My life as a Chef is a happy one. I have worked at fabulous places with amazing and inspiring people, yet all the while I have felt that something was missing. That maybe I made a left turn when I should have gone right. The more I get to know who I am, the more clarity I gain on where I want to be, and how I can get there. Maybe it was time I take some action to try and get closer to my truth. I thought about things in my life that gave me happiness, and I thought of my yoga community. I decided to approach my teacher after a class at Namaste, when I saw she was hosting a retreat. Dana Kraft is an incredibly talented teacher whom I respect. The bonus was that her retreat was at the legendary Joshua Tree Retreat Center that I had wanted to visit since moving to CA. I contacted the studio and they put us in touch (thank you Namaste) and we met for a soda after class and she agreed to have me cook for her retreat! I couldn’t believe it was as easy as that, ask and you shall receive! A few months passed and it was time to go. I made all my preparations, arrived to Joshua Tree and was prepared to work by booty off. Needless to say, it was the best cooking experience I have ever had. What made it different? Here lies the conundrum. It’s not that I am unhappy being a restaurant Chef, it’s more that I am happier when I am not cooking in a restaurant. When I am working for myself, by myself, with my own ideas, I feel my most authentic! This need is not a selfish one, it’s actually more of a service position; like a mother, who just wants to take care of her children. I enjoy that maternal act providing for others and getting paid to do it. When you’re in a restaurant, there is a disconnect, and that feeling is lost. I was able to engage with each guest, and feel their gratitude. I saw their faces as they ate my food. I heard the feedback as I sat at the table and ate with them. What joy, and food for my soul.

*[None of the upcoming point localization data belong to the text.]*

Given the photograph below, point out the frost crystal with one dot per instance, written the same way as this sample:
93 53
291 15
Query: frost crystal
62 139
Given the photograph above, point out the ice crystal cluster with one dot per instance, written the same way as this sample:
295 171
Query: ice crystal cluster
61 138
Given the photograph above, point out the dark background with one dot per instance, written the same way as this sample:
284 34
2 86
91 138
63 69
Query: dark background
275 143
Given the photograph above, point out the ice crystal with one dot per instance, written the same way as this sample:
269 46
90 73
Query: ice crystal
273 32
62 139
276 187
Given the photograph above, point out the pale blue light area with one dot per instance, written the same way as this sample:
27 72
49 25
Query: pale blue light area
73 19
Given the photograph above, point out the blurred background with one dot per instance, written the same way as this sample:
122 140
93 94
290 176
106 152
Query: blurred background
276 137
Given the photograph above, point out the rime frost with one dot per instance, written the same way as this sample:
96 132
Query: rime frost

Part of the retreat was about visualizing what you want to manifest in your life and believing it. This experience will bring me closer to that goal because I have created a reference that it can actually happen. It is tangible, but never occurred to me because I live in fear of not being enough. Thinking this way limits my ability to grow, and is a painful part of my truth. The good news is, that I can take actions daily to change my perception, and to know my worth.

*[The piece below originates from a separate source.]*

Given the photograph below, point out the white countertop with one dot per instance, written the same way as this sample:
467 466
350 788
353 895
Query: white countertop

Now it is up to me to continue taking actions to reach my goals. It’s a painful process that involves letting go of expectations of others, and my own ego. Sometimes you have to go backward in order to move forward. And other times, you take a leap of faith and end up right where you want to be. One thing is for certain, you won’t get anywhere by being idle, so I’ll make sure to keep on movin’ by being true to myself, and cooking food from my soul.